From pandemic to climate change
As previously reported, the COVID-19 pandemic took a heavy toll on mental health and prompted the world health organisation to launch a Pan-European Mental Health Coalition in September 2021 in partnership with the European Commission. It aims at transforming mental health services and promoting mental health and preventing mental ill health across the lifetime.
In the WHO European Region alone, more than 150 million people live with a mental health condition, and only one in three people living with depression receive the care they need. Lockdowns, school closures, isolation and joblessness caused by the pandemic made only things worse.
On a global level, the impact of climate change and extreme weather conditions on mental health risks becoming much worse. Climate change results in both acute hazards, such as hurricanes, floods and wildfires, and slower-onset threats, such as ecosystem changes, food and water insecurity and loss of place and culture.
Globally, there are nearly 1 billion people living with mental health conditions, yet in low- and middle-income countries, 3 out 4 do not have access to needed services. A 2021 WHO survey of 95 countries found that only 9 have thus far included mental health and psychosocial support in their national health and climate change plans.
The mental health impacts of climate change are unequally distributed with certain groups disproportionately affected depending on factors such as socioeconomic status, gender and age. Certain groups are disproportionately at risk from climate change-related hazards, including people with pre-existing mental health conditions.
Different pathways to mental health
The pathways by which climate change can affect people’s mental health and psychosocial well-being are multiple, according to the policy brief. Climate change affects mental health by causing extreme weather conditions that make the world unhabitable and destroy the possibility of people making a living as they used to do.
Damage to the environment results in air pollution, Insufficient water quantity, quality, food insecurity and ecological changes. Socioeconomically, climate change can result in loss of livelihood, property loss or damage, loss of autonomy and control, and loss of personal important places.
Changes in the physical environment and disruption to peoples’ home environments can lead to emotional distress and disorientation. If societies fall apart because of climate change, it deepens inequalities, and can lead to violence and forced migration. Conflicts with neighbouring countries about scarce natural resources can escalate to war.
Individuals and communities may experience many intense emotions in the face of a changing climate, including sadness, fear, despair, helplessness and grief. Various terms, such as climate change anxiety, have emerged to describe these responses, particularly among youth. Conversely, actively coping with the situation through climate action can result in increased well-being.

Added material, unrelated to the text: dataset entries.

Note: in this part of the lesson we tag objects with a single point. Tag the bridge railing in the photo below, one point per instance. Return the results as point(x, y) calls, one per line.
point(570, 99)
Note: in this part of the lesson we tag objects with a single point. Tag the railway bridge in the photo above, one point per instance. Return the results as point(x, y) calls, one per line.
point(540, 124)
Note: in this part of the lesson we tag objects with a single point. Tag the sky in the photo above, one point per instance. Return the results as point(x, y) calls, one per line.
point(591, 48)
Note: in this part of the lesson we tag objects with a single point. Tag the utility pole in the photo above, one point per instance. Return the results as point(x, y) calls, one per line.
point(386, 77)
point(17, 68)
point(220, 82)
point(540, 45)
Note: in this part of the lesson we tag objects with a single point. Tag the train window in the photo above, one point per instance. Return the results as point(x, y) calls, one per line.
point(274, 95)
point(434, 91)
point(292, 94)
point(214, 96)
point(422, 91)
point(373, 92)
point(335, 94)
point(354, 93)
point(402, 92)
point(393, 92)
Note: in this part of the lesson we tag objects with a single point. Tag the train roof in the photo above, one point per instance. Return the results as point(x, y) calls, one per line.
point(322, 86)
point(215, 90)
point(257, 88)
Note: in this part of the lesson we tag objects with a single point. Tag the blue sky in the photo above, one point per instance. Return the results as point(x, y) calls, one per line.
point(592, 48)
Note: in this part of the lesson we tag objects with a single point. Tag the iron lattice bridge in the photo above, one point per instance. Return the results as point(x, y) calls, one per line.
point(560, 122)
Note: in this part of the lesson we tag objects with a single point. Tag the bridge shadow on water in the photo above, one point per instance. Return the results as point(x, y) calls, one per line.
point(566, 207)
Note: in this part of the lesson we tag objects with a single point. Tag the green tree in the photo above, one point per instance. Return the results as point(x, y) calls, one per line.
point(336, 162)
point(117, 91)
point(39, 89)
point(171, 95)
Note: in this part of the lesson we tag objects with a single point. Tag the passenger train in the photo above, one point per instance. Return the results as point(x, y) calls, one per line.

The policy brief did not look at predictions of future birth rates and how it would impact mental health. Worries about climate change and feelings of helplessness, fear, and grief might affect decisions to give birth to children when the future and very survival of a healthy planet is uncertain.
The new WHO policy brief recommends five important approaches for governments to address the mental health impacts of climate change, including integrating climate considerations with mental health programs and mental health support with climate action. The most crucial proactive measure would be to keep the objective of limiting global warming to 1.5C alive as agreed at the UN Climate Change Conference in Glasgow last year.